Nutomic commented 1 year ago

The federation fix mentioned above is still not merged (https://github.com/LemmyNet/lemmy/pull/3379). It will be included in one of the next rcs, so you should wait a bit with further testing. Anyway pasting different comment counts is not helpful at all.

RocketDerp commented 1 year ago

These problems have to do with the PostgreSQL backend and timeouts, as too with the federation HTTP design and timeouts because servers swarm each other with concurrent federation activity. It is not just issue #3379, and the lack of database caching in the lemmy_server application is one of the fundamental causes.

sunaurus commented 1 year ago

I am seeing much improved federation on 0.18.1. After lemmy.world upgraded to 0.18.1 today, there is a big amount of lemmy.world posts and comments now visible on the lemm.ee front page - it's a huge improvement compared to when lemmy.world was on 0.17.4.

RocketDerp commented 1 year ago

there is a big amount of lemmy.world posts and comments now visible on the lemm.ee

I'm seeing more post/comment delivery from lemmy.world too. Great news! I'm seeing over 10 delivered comments a minute, most recent 5 minute period: https://lemmyadmin.BulletinTree.com/query/comments_ap_id_host_prev?output=table&timeperiod=5

@sunaurus : lemmy.world upgraded to 0.18.1 today,

https://lemmy.world/post/920294 : "we created extra lemmy containers to spread the load. (And extra lemmy-ui containers).
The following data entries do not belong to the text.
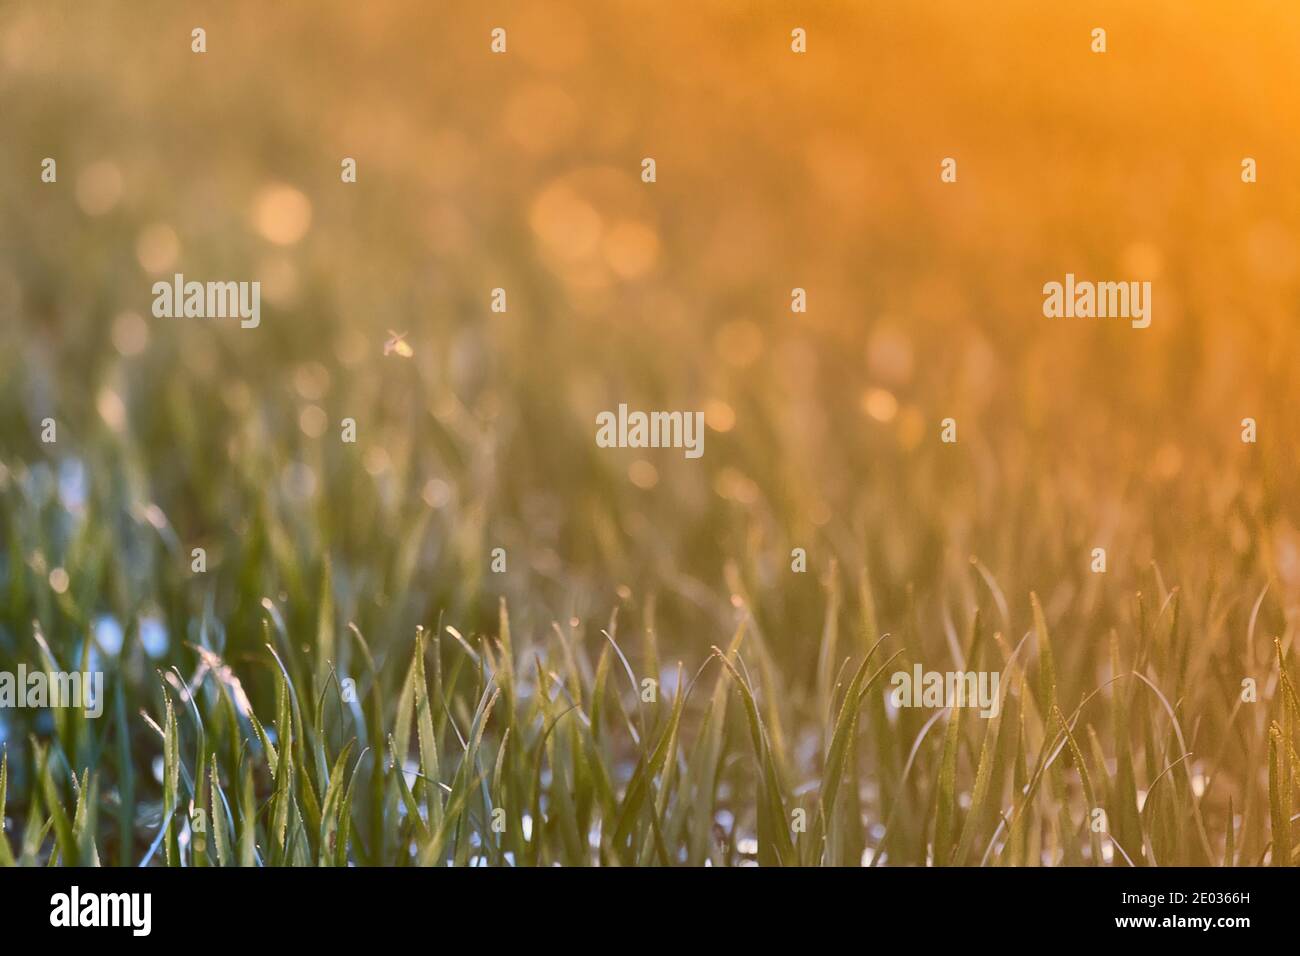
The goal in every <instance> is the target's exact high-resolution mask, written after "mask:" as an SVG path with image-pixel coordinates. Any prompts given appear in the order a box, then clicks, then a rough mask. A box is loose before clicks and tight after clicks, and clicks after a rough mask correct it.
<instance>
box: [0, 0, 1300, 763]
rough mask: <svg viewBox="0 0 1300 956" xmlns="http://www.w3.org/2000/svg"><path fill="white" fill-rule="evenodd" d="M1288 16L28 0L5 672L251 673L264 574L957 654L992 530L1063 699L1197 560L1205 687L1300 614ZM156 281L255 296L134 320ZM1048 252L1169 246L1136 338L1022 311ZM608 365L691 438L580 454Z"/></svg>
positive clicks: (1231, 670)
mask: <svg viewBox="0 0 1300 956" xmlns="http://www.w3.org/2000/svg"><path fill="white" fill-rule="evenodd" d="M196 26H201V27H204V29H205V30H207V53H204V55H195V53H192V52H191V49H190V43H191V38H190V31H191V30H192V29H194V27H196ZM497 26H502V27H504V29H506V30H507V38H508V52H507V53H506V55H503V56H497V55H493V53H491V52H490V48H489V43H490V36H489V33H490V30H491V29H493V27H497ZM797 26H798V27H803V29H806V30H807V51H809V52H807V53H806V55H794V53H792V52H790V30H792V29H793V27H797ZM1096 26H1101V27H1104V29H1106V31H1108V47H1109V49H1108V52H1106V53H1105V55H1096V53H1092V52H1091V48H1089V47H1091V35H1089V34H1091V30H1092V29H1093V27H1096ZM1297 49H1300V7H1297V5H1294V4H1278V3H1264V1H1260V0H1245V1H1244V3H1236V4H1219V3H1208V1H1195V3H1193V1H1188V0H1177V1H1175V0H1170V1H1167V3H1154V1H1153V3H1143V4H1132V3H1095V4H1089V5H1088V7H1087V9H1084V8H1069V9H1061V8H1058V7H1057V5H1045V4H1041V3H1030V1H1027V0H1026V1H1021V0H1005V1H1004V3H998V4H974V3H952V1H948V3H945V1H936V3H924V4H897V3H870V4H868V3H807V4H803V3H790V4H742V3H732V1H727V3H722V1H716V0H708V1H706V3H698V4H690V5H679V7H676V8H675V9H673V8H671V7H664V5H651V4H645V3H633V1H615V3H599V4H597V3H565V1H560V0H549V1H547V3H545V4H524V3H476V4H450V5H448V4H437V5H434V4H422V3H420V4H417V3H407V4H403V3H383V1H381V3H365V4H355V3H335V1H326V3H311V4H307V3H278V4H265V3H242V1H240V3H222V4H207V3H201V4H200V3H195V4H177V3H155V1H152V0H140V1H138V3H131V4H121V3H100V1H86V3H75V4H74V3H51V1H48V0H40V1H39V3H38V1H35V0H9V1H8V3H5V4H4V5H3V7H0V125H3V130H4V134H3V138H0V183H3V185H0V222H3V228H0V408H3V415H0V544H3V545H4V550H3V553H0V587H3V588H5V591H6V598H5V602H4V609H3V611H0V665H4V666H10V665H12V662H14V661H18V659H32V654H34V650H32V645H31V643H30V640H31V639H30V635H31V622H32V620H39V622H40V624H42V627H43V628H44V632H45V633H47V636H48V637H51V641H52V643H53V644H56V646H65V648H74V649H75V648H77V646H79V644H78V641H81V640H82V639H83V636H85V635H86V633H88V632H94V633H99V635H100V636H101V637H103V640H107V641H108V643H109V646H116V648H118V649H121V653H122V654H123V658H125V657H126V656H131V658H133V661H134V663H131V665H130V667H129V672H133V674H135V675H136V676H138V679H139V680H142V682H146V680H155V678H153V675H152V669H153V667H157V666H164V665H165V663H166V662H169V661H172V659H175V658H177V656H181V654H185V653H188V652H183V650H182V648H183V645H185V644H186V643H195V641H199V640H200V636H199V630H200V627H211V628H212V630H213V631H214V632H216V635H217V637H213V640H214V641H216V643H218V644H220V646H221V648H224V650H225V652H226V654H227V656H229V657H230V658H231V659H235V661H238V659H240V656H252V654H256V653H260V652H261V645H263V643H264V637H263V619H264V611H263V607H261V601H263V598H264V597H270V598H273V600H274V601H276V602H277V605H279V606H282V609H283V613H285V615H286V618H287V627H289V631H290V632H291V633H295V635H296V633H307V635H311V633H315V632H316V628H317V613H318V609H320V606H321V604H322V601H329V602H331V604H333V606H334V609H335V611H334V613H335V615H337V619H338V624H339V627H341V628H342V627H343V626H344V624H346V622H357V623H359V626H361V628H363V630H364V631H365V632H367V635H368V636H369V637H370V639H372V641H373V643H374V644H376V645H377V646H380V648H381V649H382V648H383V646H385V644H386V643H389V641H395V640H398V639H400V640H402V641H403V648H404V650H403V652H402V653H404V654H408V653H409V650H408V648H409V639H411V633H413V628H415V626H416V624H425V626H426V627H430V626H434V624H435V623H437V620H438V617H439V615H442V617H443V618H445V620H447V622H454V623H455V624H456V627H458V628H460V630H461V631H463V632H465V633H471V632H474V631H482V630H486V628H494V627H495V615H497V606H498V601H499V598H500V597H503V596H504V597H507V598H508V601H510V607H511V614H512V617H513V619H512V627H513V628H515V630H516V632H517V633H525V635H526V633H532V635H536V636H538V639H541V637H545V632H546V630H547V628H549V627H550V624H551V622H552V620H568V619H571V618H575V619H577V620H580V622H586V620H588V618H589V617H591V618H593V619H594V620H597V622H598V624H599V622H603V620H606V619H607V618H608V614H610V611H611V609H612V607H615V606H617V607H620V609H621V610H620V614H624V615H625V617H627V618H628V619H629V620H630V622H632V627H634V628H636V627H642V626H646V627H647V626H654V627H655V628H656V631H658V632H659V633H660V640H662V643H663V646H664V648H666V649H668V650H669V652H671V653H672V654H677V656H682V657H684V658H686V659H689V661H699V659H702V658H703V657H705V656H706V654H707V649H708V646H710V645H711V644H720V643H724V641H725V636H727V633H728V631H729V628H731V623H729V622H731V620H732V617H733V613H735V605H736V604H740V602H744V604H746V605H749V606H750V609H751V611H753V613H754V617H755V620H757V622H758V623H759V626H761V630H762V633H763V637H764V641H766V644H767V645H768V646H770V649H771V652H772V656H774V658H775V659H776V661H777V662H779V663H780V666H781V667H783V670H784V676H785V679H787V680H789V682H790V684H792V687H793V688H794V689H793V692H792V693H793V697H792V700H794V701H797V700H798V695H800V693H801V691H800V688H802V687H806V685H807V684H810V683H811V682H814V680H815V679H816V670H818V648H819V645H820V640H822V633H823V622H824V617H826V613H827V611H826V607H827V589H828V588H831V589H835V588H836V587H837V584H836V581H837V580H839V579H840V578H844V581H845V591H846V592H848V593H850V594H854V596H855V594H857V593H858V591H857V587H858V584H857V583H858V580H859V575H862V572H863V571H866V579H867V580H868V592H867V593H868V594H871V596H872V601H874V605H875V606H874V614H875V615H876V619H878V622H879V628H880V630H889V631H894V632H904V633H906V635H907V636H909V637H907V639H909V641H910V644H909V646H910V648H911V649H913V652H915V653H917V654H920V656H922V657H923V659H928V661H933V662H935V663H936V665H937V663H941V658H943V657H945V656H946V646H948V644H946V643H945V631H950V630H952V628H953V618H957V619H958V620H961V619H962V618H963V617H965V615H966V614H967V613H969V609H970V606H972V605H974V602H975V601H976V600H979V598H980V596H984V597H987V594H988V591H984V588H985V587H987V585H985V584H984V583H982V580H980V576H978V575H976V574H974V572H972V570H971V564H970V558H971V557H972V555H975V557H978V558H979V561H980V562H982V566H983V567H984V568H985V570H987V572H988V575H989V578H992V579H993V580H995V581H996V583H997V588H998V591H1000V592H1001V593H1002V594H1004V596H1005V606H1004V609H1002V615H1001V618H1000V619H998V620H997V622H996V626H997V627H998V630H1002V631H1005V632H1006V635H1008V636H1009V637H1010V640H1011V643H1013V644H1014V643H1015V641H1017V640H1018V639H1019V636H1021V635H1022V633H1023V632H1024V630H1026V628H1027V627H1028V622H1030V610H1028V607H1030V606H1028V593H1030V592H1031V591H1036V592H1037V593H1039V594H1040V597H1041V600H1043V604H1044V607H1045V609H1047V611H1048V617H1049V619H1050V620H1052V622H1053V626H1054V636H1057V639H1058V641H1060V645H1058V649H1057V654H1058V666H1060V669H1061V680H1062V683H1063V684H1067V685H1069V689H1070V692H1071V693H1074V696H1075V697H1076V696H1078V693H1079V692H1082V691H1084V689H1087V688H1091V687H1093V685H1095V684H1096V680H1097V679H1099V676H1100V678H1105V676H1106V674H1105V663H1104V661H1105V653H1104V649H1105V645H1106V640H1108V635H1109V632H1110V631H1112V628H1115V627H1121V626H1123V624H1125V623H1126V622H1131V620H1132V618H1134V615H1135V614H1136V611H1135V610H1134V600H1132V598H1134V593H1135V592H1138V591H1143V589H1147V591H1152V589H1156V593H1160V592H1161V591H1164V589H1165V588H1166V587H1174V585H1177V587H1179V588H1182V591H1183V593H1184V594H1187V597H1188V598H1190V600H1188V601H1187V604H1186V605H1184V606H1183V618H1184V619H1183V627H1184V628H1187V632H1188V633H1187V641H1188V644H1187V648H1188V653H1187V656H1186V659H1184V661H1183V665H1182V667H1183V670H1182V671H1180V676H1179V678H1178V680H1179V682H1183V685H1180V687H1177V688H1166V691H1178V692H1183V691H1187V693H1191V695H1210V693H1213V695H1218V697H1219V698H1222V696H1223V695H1225V693H1229V695H1231V692H1232V688H1234V687H1235V685H1236V683H1238V680H1239V676H1240V672H1242V670H1240V667H1235V665H1234V667H1235V669H1226V667H1223V666H1222V662H1223V661H1225V659H1227V656H1229V654H1231V656H1232V659H1234V661H1238V659H1242V658H1240V657H1239V656H1240V654H1255V656H1256V658H1247V659H1257V661H1260V662H1264V661H1266V659H1268V658H1269V653H1270V652H1269V645H1268V643H1266V639H1271V636H1274V635H1283V633H1286V635H1287V637H1288V640H1290V633H1291V627H1292V626H1294V623H1292V622H1294V619H1295V614H1296V610H1297V606H1300V531H1297V528H1300V515H1297V497H1296V492H1297V470H1296V449H1297V434H1300V432H1297V429H1300V425H1297V423H1296V418H1295V410H1296V407H1297V398H1300V386H1297V381H1296V376H1295V368H1296V359H1295V345H1296V338H1297V334H1300V333H1297V324H1296V307H1297V282H1300V239H1297V224H1300V189H1297V179H1296V174H1295V173H1296V170H1297V169H1300V155H1297V152H1300V147H1297V139H1296V135H1295V133H1296V129H1297V124H1300V116H1297V105H1300V101H1297V95H1296V90H1297V88H1300V86H1297V83H1296V65H1295V55H1296V51H1297ZM646 156H650V157H654V159H655V161H656V166H658V169H656V172H658V181H656V182H655V183H653V185H647V183H643V182H641V177H640V173H641V160H642V157H646ZM949 156H950V157H954V159H957V161H958V181H957V182H956V183H943V182H940V177H939V172H940V161H941V160H943V159H944V157H949ZM1247 156H1249V157H1253V159H1255V160H1256V161H1257V164H1258V182H1257V183H1255V185H1245V183H1243V182H1242V160H1243V157H1247ZM44 157H53V159H56V160H57V176H59V178H57V182H56V183H43V182H42V181H40V164H42V160H43V159H44ZM343 157H354V159H355V160H356V164H357V182H356V183H355V185H344V183H342V182H341V179H339V164H341V160H342V159H343ZM175 272H182V273H183V274H185V276H186V278H192V280H199V281H205V280H235V281H251V280H257V281H260V282H261V289H263V317H261V325H260V328H257V329H253V330H244V329H240V328H238V323H233V321H208V320H201V319H155V317H153V316H152V313H151V304H152V298H153V297H152V293H151V286H152V284H153V282H155V281H156V280H157V278H160V277H161V278H169V277H170V276H172V274H173V273H175ZM1067 272H1073V273H1075V274H1076V276H1078V277H1079V278H1080V280H1113V281H1121V280H1123V281H1127V280H1136V281H1140V280H1149V281H1151V282H1152V289H1153V321H1152V325H1151V328H1148V329H1145V330H1138V329H1132V328H1130V325H1128V323H1127V321H1123V320H1104V319H1093V320H1079V319H1076V320H1049V319H1045V317H1044V316H1043V311H1041V308H1043V293H1041V289H1043V284H1044V282H1048V281H1053V280H1054V281H1061V280H1062V278H1063V276H1065V273H1067ZM494 287H503V289H506V290H507V297H508V311H507V312H506V313H494V312H491V310H490V295H491V290H493V289H494ZM793 287H803V289H806V290H807V312H806V313H802V315H794V313H792V312H790V307H789V306H790V290H792V289H793ZM390 330H394V332H400V333H406V341H407V342H408V343H409V346H411V349H412V352H413V354H412V355H411V356H403V355H398V354H389V355H386V354H385V349H383V345H385V341H386V339H387V338H389V334H390ZM620 402H627V403H628V405H629V406H630V407H632V408H647V410H649V408H662V410H697V408H698V410H703V411H705V415H706V421H707V427H708V432H707V437H706V442H705V454H703V458H701V459H699V460H686V459H685V458H684V457H682V455H681V453H680V451H676V450H630V449H629V450H603V449H598V447H597V446H595V442H594V433H595V415H597V414H598V412H599V411H602V410H607V408H616V407H617V405H619V403H620ZM47 416H49V418H53V419H56V420H57V429H59V432H57V442H56V444H53V445H43V444H42V442H40V421H42V419H44V418H47ZM949 416H950V418H953V419H956V420H957V423H958V442H957V444H956V445H944V444H941V442H940V441H939V433H940V421H941V419H944V418H949ZM1247 416H1251V418H1255V419H1256V420H1257V421H1258V442H1257V444H1256V445H1245V444H1243V442H1242V441H1240V433H1242V424H1240V423H1242V419H1243V418H1247ZM343 418H352V419H355V420H356V428H357V442H356V445H344V444H342V442H341V440H339V423H341V420H342V419H343ZM198 546H201V548H205V549H207V554H208V574H207V575H205V576H204V578H201V580H196V578H195V576H191V574H190V550H191V548H198ZM1096 546H1104V548H1106V549H1108V555H1109V571H1108V574H1106V575H1092V574H1089V572H1088V564H1089V561H1091V549H1092V548H1096ZM493 548H504V549H506V551H507V555H508V572H507V574H503V575H497V574H491V572H490V571H489V553H490V550H491V549H493ZM793 548H805V549H806V550H807V555H809V574H806V575H797V574H792V571H790V549H793ZM836 568H839V570H836ZM1157 568H1158V570H1157ZM56 571H62V574H56ZM1266 584H1268V585H1269V596H1268V601H1266V602H1264V605H1262V606H1261V607H1260V610H1258V615H1260V628H1258V630H1260V633H1261V639H1260V640H1261V641H1264V643H1261V644H1260V645H1258V648H1257V649H1253V650H1252V649H1249V648H1245V646H1244V641H1245V633H1247V630H1245V628H1247V622H1248V618H1249V615H1251V611H1252V606H1253V605H1255V601H1256V598H1257V596H1258V594H1260V592H1261V589H1262V588H1264V587H1265V585H1266ZM855 602H857V597H850V598H848V602H846V605H845V610H842V614H844V615H846V617H845V620H848V619H849V618H848V615H849V614H850V610H849V606H850V605H855ZM204 609H207V614H204ZM852 613H853V614H854V615H855V614H857V611H852ZM1148 613H1151V609H1149V606H1148ZM598 624H597V627H598ZM846 626H848V624H846ZM595 630H597V628H595V627H593V633H594V632H595ZM136 636H139V639H140V640H139V641H136ZM595 639H597V640H599V637H598V635H597V636H595ZM204 640H207V639H205V637H204ZM926 649H930V650H931V652H933V653H931V654H930V657H928V658H926V657H924V652H926ZM339 653H341V654H346V650H343V649H339ZM1212 675H1213V676H1212ZM264 676H265V683H264V684H263V685H261V689H263V691H268V689H269V688H270V687H272V684H270V680H272V675H270V671H265V675H264ZM250 687H252V688H253V689H255V691H256V689H257V687H259V679H256V678H253V679H252V680H250ZM1225 687H1226V688H1229V689H1227V691H1225ZM1188 688H1191V689H1188ZM1170 697H1171V698H1174V697H1175V693H1173V692H1171V693H1170ZM3 719H4V721H9V722H13V721H14V719H19V718H13V717H9V715H6V717H4V718H3ZM22 719H26V718H22ZM0 726H3V724H0ZM16 731H17V728H16V727H10V730H9V732H8V736H9V737H10V739H17V737H18V736H21V735H19V734H17V732H16ZM1206 732H1210V731H1206ZM0 735H4V731H0Z"/></svg>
And used nginx to load balance between them."

To have to fire up several lemmy_server services against a singularity of PostgreSQL on the same underlying hardware implies that Rust isn't scaling or is running into resource limits that aren't being logged (in a clear manner).
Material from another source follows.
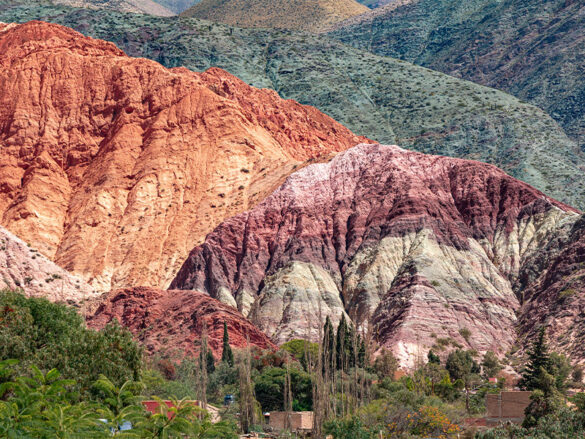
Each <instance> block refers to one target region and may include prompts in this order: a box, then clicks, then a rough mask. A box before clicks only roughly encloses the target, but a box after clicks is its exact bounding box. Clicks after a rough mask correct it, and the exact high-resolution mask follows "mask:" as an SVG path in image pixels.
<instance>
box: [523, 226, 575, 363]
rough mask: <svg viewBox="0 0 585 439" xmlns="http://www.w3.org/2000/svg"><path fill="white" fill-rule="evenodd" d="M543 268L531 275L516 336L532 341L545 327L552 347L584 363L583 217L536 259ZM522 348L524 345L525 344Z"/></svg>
mask: <svg viewBox="0 0 585 439" xmlns="http://www.w3.org/2000/svg"><path fill="white" fill-rule="evenodd" d="M535 261H536V262H539V264H535V265H536V266H538V265H541V266H544V267H545V269H544V270H542V271H539V272H536V273H534V277H533V278H532V279H531V281H530V282H528V283H529V288H527V290H526V291H525V293H524V295H525V297H526V304H525V305H524V306H523V307H522V313H521V317H520V320H519V325H518V326H519V329H520V331H519V334H520V336H521V337H522V338H524V339H526V340H534V337H535V336H536V335H537V333H538V330H539V328H540V327H541V326H546V327H547V333H548V336H549V340H550V342H551V344H552V346H553V347H554V348H555V349H557V350H560V351H561V352H569V353H570V354H571V355H572V356H573V358H578V359H579V360H581V361H580V363H581V364H583V362H584V361H585V313H584V312H583V311H584V310H585V216H582V217H581V218H580V219H579V221H577V222H576V223H575V224H574V225H573V227H572V228H571V230H570V232H569V233H568V234H567V235H566V236H562V237H560V238H559V239H558V240H556V242H551V243H549V245H547V246H546V247H545V248H544V251H543V252H542V253H541V254H540V255H538V257H537V258H535ZM523 345H524V346H526V345H527V344H526V343H524V344H523Z"/></svg>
sunaurus commented 1 year ago

lemmy.ml is not on 0.18.1 yet @anonCantCode

RocketDerp commented 1 year ago

Things are far better with the performance fixes installed on Lemmy.world and Lemmy.ml - I'm inclined to close this issue since PostgreSQL is no longer constantly overloaded on any of the servers that have updated and comments are replicating far better.

Dakkaron commented 1 year ago

The improved federation due to performance fixes is really good and important.
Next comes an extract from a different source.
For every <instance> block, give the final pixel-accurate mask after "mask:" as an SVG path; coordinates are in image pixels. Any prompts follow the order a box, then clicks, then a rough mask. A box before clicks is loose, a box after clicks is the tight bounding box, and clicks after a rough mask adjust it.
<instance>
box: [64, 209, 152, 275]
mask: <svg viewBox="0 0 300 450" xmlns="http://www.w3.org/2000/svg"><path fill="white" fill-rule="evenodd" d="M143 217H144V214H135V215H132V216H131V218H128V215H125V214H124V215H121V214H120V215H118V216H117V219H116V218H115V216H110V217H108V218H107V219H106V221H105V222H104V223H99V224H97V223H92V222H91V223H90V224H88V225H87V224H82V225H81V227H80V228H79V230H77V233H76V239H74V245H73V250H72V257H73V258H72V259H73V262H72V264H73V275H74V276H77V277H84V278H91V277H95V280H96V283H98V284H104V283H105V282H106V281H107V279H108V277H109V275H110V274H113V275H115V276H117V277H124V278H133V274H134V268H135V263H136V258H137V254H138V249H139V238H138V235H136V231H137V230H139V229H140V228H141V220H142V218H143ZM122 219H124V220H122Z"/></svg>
But is there any kind of retry mechanism in case syncing fails?

With growing amounts of users, Lemmy is bound to run into performance issues again.

Would be good to have some kind of eventual consistency features here.

sunaurus commented 1 year ago

There is a retry mechanism, but no guaranteed eventual consistency.

RocketDerp commented 1 year ago

@sunaurus - are the retries based on the timing of the original individual outgoing event, such as a comment? If so, is there some kind of consistency check before trying to send a comment to ensure the other peer already received the post? I am wondering about a race condition of a post in retry sleep state while fresh comments try to deliver immediately. Thank you.

james2432 commented 1 year ago

https://lemmy.sdf.org/c/lotro@lemmy.ca 0 posts https://lemmy.ca/c/lotro 7 posts

RocketDerp commented 1 year ago

https://lemmy.sdf.org/c/lotro@lemmy.ca 0 posts https://lemmy.ca/c/lotro 7 posts

This isn't a replication problem, the posts are there if you sort by "New": https://lemmy.sdf.org/c/lotro@lemmy.ca?dataType=Post&page=1&sort=New

They have not updated their server to 0.18.1 final release, which fixes a problem with "Hot" and "Active" sorting.

airjer commented 1 year ago

Same issue here with my own instance on the latest release. Posts from over 24 hours ago still aren’t showing up on the alternate instance.

RocketDerp commented 1 year ago

I'm closing this issue given that major performance improvements since backed version 0.17.4 have largely fixed the "many" description. If anything, there are a slew of issues that need testing once 0.18.3 is released to make sure moderator actions (removing a post, for example) are federated to all instances correctly. No longer is federation regularly failing due to server overload like it was all of June 2023. A fresh issue can be opened if 0.18.3 proves to have problems in the field.

alesito85 commented 1 year ago

Any tips on what to do if this is happening to new instances?